镇子里的雾来得毫无徵兆,前一秒街尾的青石板路还清晰可见,下一秒浓稠的白气便从屋檐缝隙与墙角根须里疯狂窜出。
像被泡胀的尸棉,黏腻地裹住宫奕的脚踝。
每抬一步都要耗费成倍的力气,鞋底碾过雾靄时,竟有种踩在凝固猪油上的腻滑感。
连空气里都瀰漫著腐叶混著霉味的腥气,呛得宫奕喉咙发紧,胸腔里翻涌著阵阵噁心。
宫奕下意识侧头看向身侧半步远的叶竹。
叶竹斜握太极剑於掌心,指节因过度用力而泛出青白,连剑穗上的流苏都被死死按在腕间。
“別出声。

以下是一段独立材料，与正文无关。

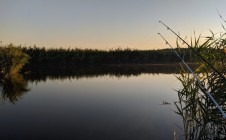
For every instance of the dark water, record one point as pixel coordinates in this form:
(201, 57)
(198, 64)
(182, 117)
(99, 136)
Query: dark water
(98, 106)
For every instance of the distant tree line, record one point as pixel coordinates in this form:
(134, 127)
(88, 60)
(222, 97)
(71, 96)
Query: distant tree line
(76, 57)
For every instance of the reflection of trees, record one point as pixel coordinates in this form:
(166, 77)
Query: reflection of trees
(41, 73)
(13, 87)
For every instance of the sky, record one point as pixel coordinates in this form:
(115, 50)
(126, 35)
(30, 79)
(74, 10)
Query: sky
(105, 24)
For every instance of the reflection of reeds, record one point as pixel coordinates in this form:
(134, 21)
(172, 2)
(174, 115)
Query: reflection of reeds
(13, 87)
(202, 120)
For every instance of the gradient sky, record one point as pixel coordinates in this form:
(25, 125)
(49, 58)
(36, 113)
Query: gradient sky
(105, 24)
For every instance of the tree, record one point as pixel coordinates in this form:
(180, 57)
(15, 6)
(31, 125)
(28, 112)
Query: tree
(12, 60)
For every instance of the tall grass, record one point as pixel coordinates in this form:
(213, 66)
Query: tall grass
(202, 120)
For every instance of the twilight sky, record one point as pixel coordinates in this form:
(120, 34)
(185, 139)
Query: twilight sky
(105, 24)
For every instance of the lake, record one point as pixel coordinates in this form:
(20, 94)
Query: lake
(100, 106)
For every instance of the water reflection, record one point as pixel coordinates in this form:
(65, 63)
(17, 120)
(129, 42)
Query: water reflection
(13, 88)
(201, 119)
(44, 73)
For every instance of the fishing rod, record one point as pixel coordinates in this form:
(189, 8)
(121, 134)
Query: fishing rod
(204, 89)
(196, 52)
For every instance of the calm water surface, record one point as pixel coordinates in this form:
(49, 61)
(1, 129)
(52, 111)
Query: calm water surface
(105, 107)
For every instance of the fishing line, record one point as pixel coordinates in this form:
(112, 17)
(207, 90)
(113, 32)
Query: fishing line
(196, 52)
(204, 89)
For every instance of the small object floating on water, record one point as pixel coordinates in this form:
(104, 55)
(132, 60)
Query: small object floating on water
(165, 103)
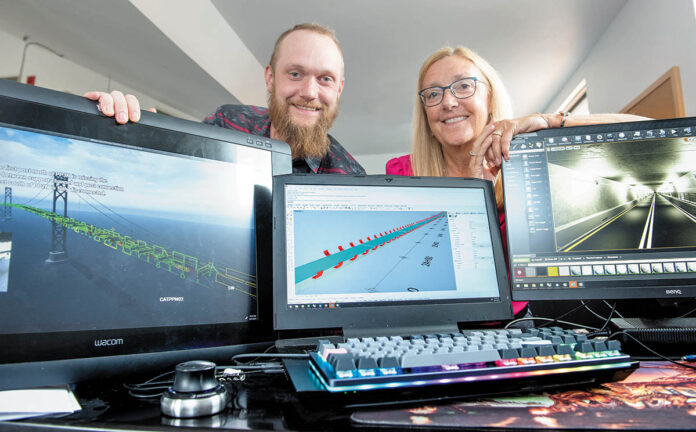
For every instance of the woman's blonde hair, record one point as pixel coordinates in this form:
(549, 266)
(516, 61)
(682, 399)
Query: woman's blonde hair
(426, 150)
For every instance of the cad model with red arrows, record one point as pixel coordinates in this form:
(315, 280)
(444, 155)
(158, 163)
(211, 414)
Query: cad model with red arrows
(372, 252)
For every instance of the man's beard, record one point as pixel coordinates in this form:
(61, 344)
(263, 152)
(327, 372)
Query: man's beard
(305, 141)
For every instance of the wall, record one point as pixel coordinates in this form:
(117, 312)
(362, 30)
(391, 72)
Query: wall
(61, 74)
(645, 39)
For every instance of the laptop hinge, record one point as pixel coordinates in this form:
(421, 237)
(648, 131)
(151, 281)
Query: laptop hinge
(400, 331)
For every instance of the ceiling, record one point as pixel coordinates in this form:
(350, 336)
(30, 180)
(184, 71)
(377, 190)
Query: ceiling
(185, 53)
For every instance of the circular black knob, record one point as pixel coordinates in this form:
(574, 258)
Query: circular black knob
(195, 376)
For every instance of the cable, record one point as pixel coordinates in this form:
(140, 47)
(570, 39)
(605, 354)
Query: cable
(617, 312)
(266, 355)
(591, 311)
(650, 349)
(550, 320)
(606, 323)
(557, 319)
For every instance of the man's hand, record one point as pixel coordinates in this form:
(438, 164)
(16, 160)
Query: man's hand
(115, 104)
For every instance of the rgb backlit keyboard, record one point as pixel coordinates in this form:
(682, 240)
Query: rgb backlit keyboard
(363, 364)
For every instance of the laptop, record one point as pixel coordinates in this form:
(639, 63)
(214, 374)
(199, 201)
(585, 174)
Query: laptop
(400, 279)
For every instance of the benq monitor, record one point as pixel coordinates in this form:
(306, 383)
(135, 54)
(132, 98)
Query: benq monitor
(603, 212)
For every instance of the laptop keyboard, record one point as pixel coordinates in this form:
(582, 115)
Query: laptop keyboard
(361, 364)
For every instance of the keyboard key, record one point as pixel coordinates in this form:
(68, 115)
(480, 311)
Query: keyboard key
(410, 361)
(367, 363)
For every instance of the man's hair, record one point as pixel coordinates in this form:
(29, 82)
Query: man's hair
(313, 27)
(426, 150)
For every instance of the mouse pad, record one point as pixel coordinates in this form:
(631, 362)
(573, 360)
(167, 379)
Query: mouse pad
(658, 395)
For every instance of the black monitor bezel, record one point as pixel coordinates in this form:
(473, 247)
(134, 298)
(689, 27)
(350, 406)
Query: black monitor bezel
(383, 318)
(36, 359)
(641, 289)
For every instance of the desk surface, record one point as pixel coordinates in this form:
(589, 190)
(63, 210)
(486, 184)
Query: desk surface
(659, 395)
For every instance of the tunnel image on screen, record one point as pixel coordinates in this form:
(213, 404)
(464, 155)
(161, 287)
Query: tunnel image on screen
(372, 252)
(116, 237)
(624, 195)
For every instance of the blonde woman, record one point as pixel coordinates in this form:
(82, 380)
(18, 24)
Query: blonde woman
(462, 125)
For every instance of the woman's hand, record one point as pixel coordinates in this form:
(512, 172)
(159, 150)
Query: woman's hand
(505, 130)
(478, 166)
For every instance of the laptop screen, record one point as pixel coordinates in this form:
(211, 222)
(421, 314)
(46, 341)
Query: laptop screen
(364, 244)
(603, 212)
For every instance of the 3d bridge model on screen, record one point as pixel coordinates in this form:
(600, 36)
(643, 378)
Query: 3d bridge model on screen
(160, 257)
(367, 261)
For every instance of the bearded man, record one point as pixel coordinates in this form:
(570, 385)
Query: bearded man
(304, 80)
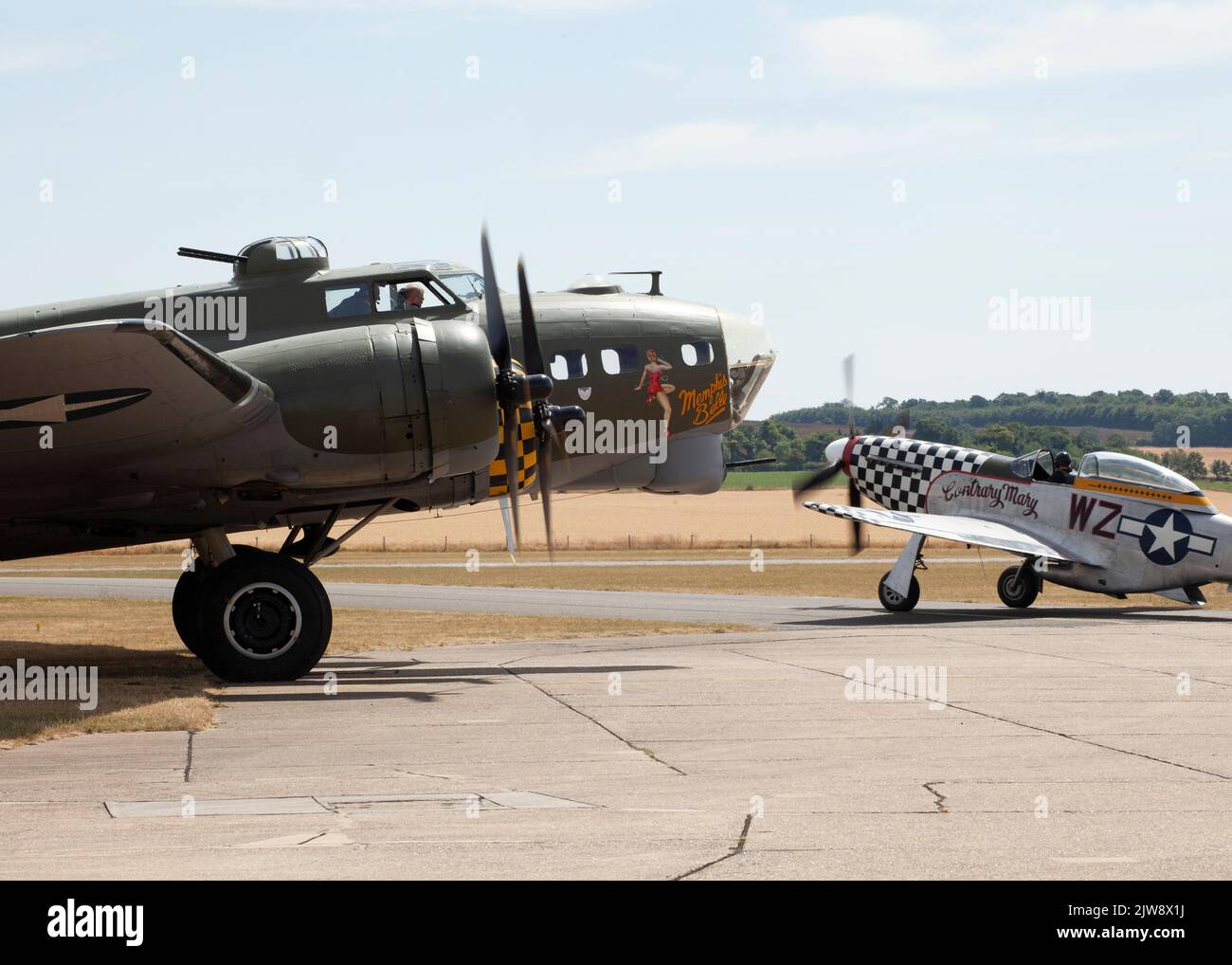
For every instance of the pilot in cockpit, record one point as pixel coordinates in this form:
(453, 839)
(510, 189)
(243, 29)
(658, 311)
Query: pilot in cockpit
(410, 297)
(1062, 468)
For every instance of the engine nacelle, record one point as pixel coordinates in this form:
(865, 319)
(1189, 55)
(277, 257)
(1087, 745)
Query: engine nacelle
(415, 395)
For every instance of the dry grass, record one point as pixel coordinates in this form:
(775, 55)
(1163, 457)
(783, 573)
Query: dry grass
(971, 579)
(149, 682)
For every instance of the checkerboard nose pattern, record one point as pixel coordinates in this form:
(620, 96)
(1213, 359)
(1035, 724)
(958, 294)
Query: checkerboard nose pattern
(896, 472)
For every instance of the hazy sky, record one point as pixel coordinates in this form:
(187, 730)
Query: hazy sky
(873, 176)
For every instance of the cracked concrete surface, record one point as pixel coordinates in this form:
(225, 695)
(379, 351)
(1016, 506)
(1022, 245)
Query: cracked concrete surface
(1063, 748)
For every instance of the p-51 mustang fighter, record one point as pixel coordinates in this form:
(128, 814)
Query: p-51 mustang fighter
(1121, 525)
(296, 395)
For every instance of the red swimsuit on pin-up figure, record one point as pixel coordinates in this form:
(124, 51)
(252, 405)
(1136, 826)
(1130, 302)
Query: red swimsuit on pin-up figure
(658, 390)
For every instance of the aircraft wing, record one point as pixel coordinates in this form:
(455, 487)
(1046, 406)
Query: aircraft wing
(85, 397)
(959, 529)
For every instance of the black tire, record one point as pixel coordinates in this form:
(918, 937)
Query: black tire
(185, 603)
(895, 603)
(1018, 587)
(186, 599)
(263, 618)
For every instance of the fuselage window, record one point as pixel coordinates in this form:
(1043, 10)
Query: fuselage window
(348, 302)
(408, 296)
(697, 353)
(466, 284)
(571, 364)
(620, 360)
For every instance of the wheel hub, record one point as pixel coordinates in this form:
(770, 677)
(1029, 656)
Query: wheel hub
(263, 621)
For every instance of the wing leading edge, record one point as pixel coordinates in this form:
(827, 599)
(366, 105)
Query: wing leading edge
(959, 529)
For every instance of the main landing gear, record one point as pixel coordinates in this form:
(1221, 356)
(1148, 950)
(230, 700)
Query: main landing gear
(898, 591)
(1018, 586)
(251, 615)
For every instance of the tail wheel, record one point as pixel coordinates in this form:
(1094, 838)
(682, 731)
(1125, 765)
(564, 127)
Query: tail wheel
(897, 603)
(263, 616)
(1018, 587)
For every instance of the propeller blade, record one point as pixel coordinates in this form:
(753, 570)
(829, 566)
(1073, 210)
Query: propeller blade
(816, 480)
(510, 454)
(854, 500)
(509, 529)
(533, 353)
(498, 333)
(849, 389)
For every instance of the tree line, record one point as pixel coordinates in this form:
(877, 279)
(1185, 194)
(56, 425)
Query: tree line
(1206, 414)
(775, 438)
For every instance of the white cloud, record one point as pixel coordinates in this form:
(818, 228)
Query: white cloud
(1084, 38)
(748, 146)
(27, 56)
(530, 8)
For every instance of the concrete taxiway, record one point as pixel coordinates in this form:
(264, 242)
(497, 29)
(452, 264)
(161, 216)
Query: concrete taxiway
(1060, 743)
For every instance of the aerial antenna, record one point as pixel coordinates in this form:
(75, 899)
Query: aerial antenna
(654, 279)
(212, 255)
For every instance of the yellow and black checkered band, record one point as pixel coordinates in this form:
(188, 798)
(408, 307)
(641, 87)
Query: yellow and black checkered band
(528, 455)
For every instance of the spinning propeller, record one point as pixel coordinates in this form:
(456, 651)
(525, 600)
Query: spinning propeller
(836, 466)
(516, 390)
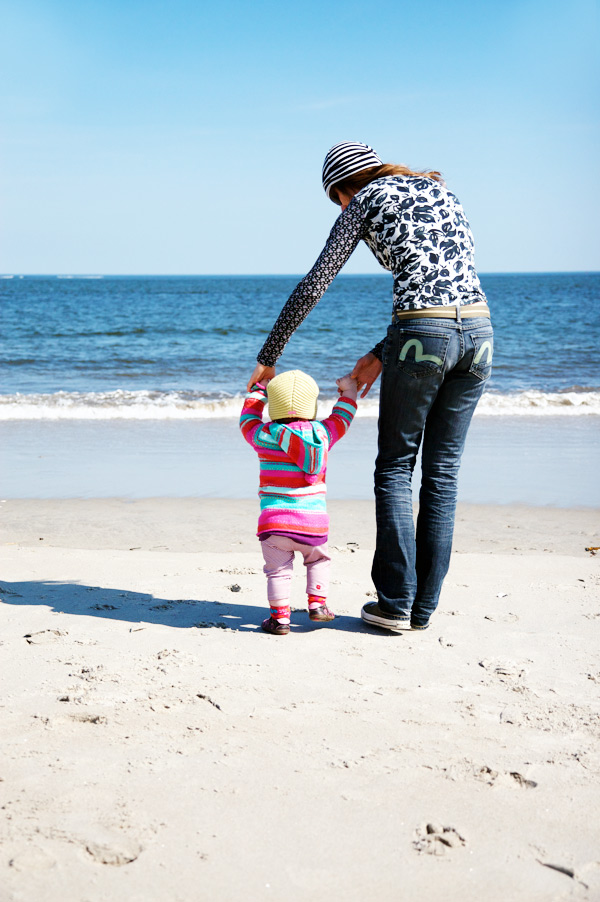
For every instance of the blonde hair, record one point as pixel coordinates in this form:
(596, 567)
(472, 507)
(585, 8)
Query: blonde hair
(355, 182)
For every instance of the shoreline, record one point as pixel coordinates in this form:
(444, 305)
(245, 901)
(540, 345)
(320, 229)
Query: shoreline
(220, 524)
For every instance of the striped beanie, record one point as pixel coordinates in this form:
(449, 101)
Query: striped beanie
(292, 394)
(345, 159)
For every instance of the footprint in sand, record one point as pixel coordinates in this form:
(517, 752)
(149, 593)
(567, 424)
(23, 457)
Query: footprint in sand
(503, 668)
(44, 637)
(31, 858)
(115, 852)
(506, 778)
(434, 839)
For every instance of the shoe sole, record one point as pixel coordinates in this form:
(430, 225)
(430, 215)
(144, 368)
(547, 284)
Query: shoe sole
(396, 626)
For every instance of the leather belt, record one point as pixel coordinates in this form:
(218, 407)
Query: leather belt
(450, 311)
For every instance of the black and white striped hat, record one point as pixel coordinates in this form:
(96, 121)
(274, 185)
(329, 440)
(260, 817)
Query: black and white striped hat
(345, 159)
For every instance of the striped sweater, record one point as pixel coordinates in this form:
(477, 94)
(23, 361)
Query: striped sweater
(293, 463)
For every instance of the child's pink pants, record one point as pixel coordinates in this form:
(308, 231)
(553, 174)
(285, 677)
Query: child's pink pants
(278, 552)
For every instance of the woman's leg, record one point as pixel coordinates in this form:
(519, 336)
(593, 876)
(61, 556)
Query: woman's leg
(408, 390)
(443, 444)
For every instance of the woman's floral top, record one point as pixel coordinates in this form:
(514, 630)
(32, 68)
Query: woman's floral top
(416, 228)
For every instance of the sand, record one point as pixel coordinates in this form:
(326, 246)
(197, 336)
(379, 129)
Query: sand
(156, 745)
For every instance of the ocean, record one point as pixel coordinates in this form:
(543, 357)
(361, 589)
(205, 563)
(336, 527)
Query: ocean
(99, 350)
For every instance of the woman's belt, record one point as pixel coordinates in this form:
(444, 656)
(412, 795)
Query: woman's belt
(451, 311)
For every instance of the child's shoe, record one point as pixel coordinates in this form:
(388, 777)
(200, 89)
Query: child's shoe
(270, 625)
(322, 614)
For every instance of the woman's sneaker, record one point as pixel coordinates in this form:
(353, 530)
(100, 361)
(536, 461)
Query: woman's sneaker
(373, 615)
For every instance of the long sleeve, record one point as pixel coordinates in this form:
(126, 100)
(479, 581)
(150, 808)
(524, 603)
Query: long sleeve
(340, 419)
(346, 233)
(252, 412)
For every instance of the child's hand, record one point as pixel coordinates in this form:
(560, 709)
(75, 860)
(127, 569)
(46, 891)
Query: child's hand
(347, 386)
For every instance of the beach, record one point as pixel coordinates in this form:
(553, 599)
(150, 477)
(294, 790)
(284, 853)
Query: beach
(157, 745)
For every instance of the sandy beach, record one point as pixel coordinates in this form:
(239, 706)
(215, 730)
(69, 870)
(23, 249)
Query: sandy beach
(158, 746)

”
叶竹的声音压得极低,几乎是从齿缝里挤出来,气息坠入浓雾的瞬间,便被吞噬得无影无踪。
她的眼神锐利如淬冰,死死锁著雾靄深处。
宫奕顺著她的目光望去,白茫茫的雾气里空无一物,却莫名传来刺骨的寒意。
仿佛有无数双无形的眼睛,正透过浓稠的白幕,贪婪地黏在他们身上。
就在这时,雾中突然响起“沙沙”的响动。
不是风吹树叶的轻吟。
而是无数根细针刮擦粗糙地面的刺耳声!
密密麻麻,顺著耳膜往脑子里钻,让人心头髮紧。
紧接著,一道稚嫩得诡异的童音飘了过来。
软乎乎的语调里,却裹著能冻僵骨髓的寒意。
“饿……我好饿啊……”
那声音像冰锥扎进三人的心臟。
宫奕浑身寒毛“唰”地竖了起来,后颈的汗毛根根倒竖,一股凉意从脚底直窜天灵盖。
不等他定神,那童音竟如潮水般复製蔓延。
十道、百道,密密麻麻地从雾中涌来,层层叠叠地裹住他们。
贪婪的渴求穿透浓雾。
“饿啊……饿……要吃东西……”
这些孩童语调里没有半分天真,只剩令人窒息的贪婪。
寒意像是无数只冰冷的小手,顺著裤脚往上爬,试图钻进骨头缝里啃噬血肉。
宫奕心臟狂跳得几乎要撞碎肋骨,视线也因过度紧张而微微发花。
葫芦爸更是加大了油门,怀里的老葫芦被抱得死紧。
叶竹的眼神骤然一凛,太极剑“哐啷”一声出鞘半寸。
清冷的剑光如闪电般劈开浓雾,转瞬即逝的光亮里。
宫奕赫然看清雾中的景象。
十几个“小孩”正一摇一摆地逼近,他们穿著洗得发白的粗布衣裳,身形瘦小得像风乾的纸人。
脸色却如泡发三天三夜的白纸,毫无血色。
最骇人的是他们的眼睛,没有眼白,只有两颗滚圆的黑玻璃珠,反射著诡异的光。
脚步僵硬得如同提线木偶,每走一步,脚下都会渗出淡淡的黑汁,腐蚀得地面“滋滋”作响。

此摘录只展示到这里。